Like many other Black families, my mom would play gospel music on Saturday mornings when it was time to clean the house. As Muslims, we love Jesus too — but as a Prophet. Then she’d pause the music around mid- afternoon so we could pray. Later that day we might have a barbecue — a pork free one, of course. Or we’d continue cleaning, and my mom might turn off the gospel station, load an Islamic CD and play the music of Muslim musicians like Native Deen or Wilmore Sadiki.
These blended cultural experiences have defined my life. Its been as fluid as the blood in my veins.
It’s easy for me to hop from a Muslim Student Union meeting to a Black Student Association assembly to a Sistah Circle gathering.
But, I will admit that even though it’s easy for me to hop from one group to the next, it may not be easy for the people in those circles to initially accept me.
Sometimes I don’t feel Muslim enough among other Muslims when I choose to wrap my hijab as a turban instead of the style seen more often in the media. I’ve had some experiences of some people and some Muslims not recognizing me or fully embracing me when I’m in a turban. This is not always the case. Sometimes And sometimes don’t feel Muslim enough when I hear some Muslim women judging photos of women on the Internet for not being in proper hijab, because sometimes I like to wear short sleeves or skinny jeans.
Sometimes I don’t feel completely comfortable around a group of women if I’m the only one wearing hijab and the only one covered up from head to ankle. Sometimes I’d like to wear my hair out or wear a fitted dress when I go to a party where I know all the other girls will have beautiful hairdos and outfits showing off their sleek legs.
Sometimes I don’t feel Black enough. I remember one of my African American classmates in middle school who one day slapped my head to see if he could feel what type of hair I had under my scarf. I had braids at the time like many other young Black girls, which he thought was “cool.” Then another day he joked about being scared to make fun of me because my “uncle Osama bin Laden would come and blow him up.” (No, bin Laden was not related to me.) So I guess to him I was either Black or Muslim on a daily basis, not both.
But to me, I’m Black, Muslim and female all at once. And I’m proud of it.
I always remember being proud of being this beautiful trifecta. I think kept me from being too negatively affected by what was going on in the news.
I remember hearing my parents, particularly my dad, talking about the news every day after school. My brother and I sit down for dinner or a snack after school and my dad would switch our cartoons to the news. He’d always comment on how the justice system was racist and how the government loved to try to quickly blame crimes on Muslims.

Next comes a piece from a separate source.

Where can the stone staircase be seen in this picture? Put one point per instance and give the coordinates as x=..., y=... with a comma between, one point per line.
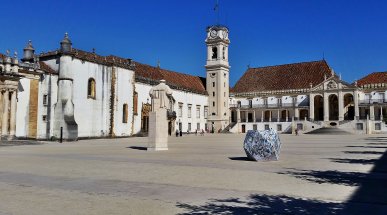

Although this was depressing and went against the color-blind and religious-blind world I wanted to live in, I knew that he was right. I still know that he’s right. Hearing the news and my parents’ commentary on current events made me more aware of my differences and made me want to be more cautious.
But it also made me proud to be unique. I was and am proud to be a part of these certain groups that had to endure so much and still have to struggle to achieve every milestone that was more easily and readily given to other groups.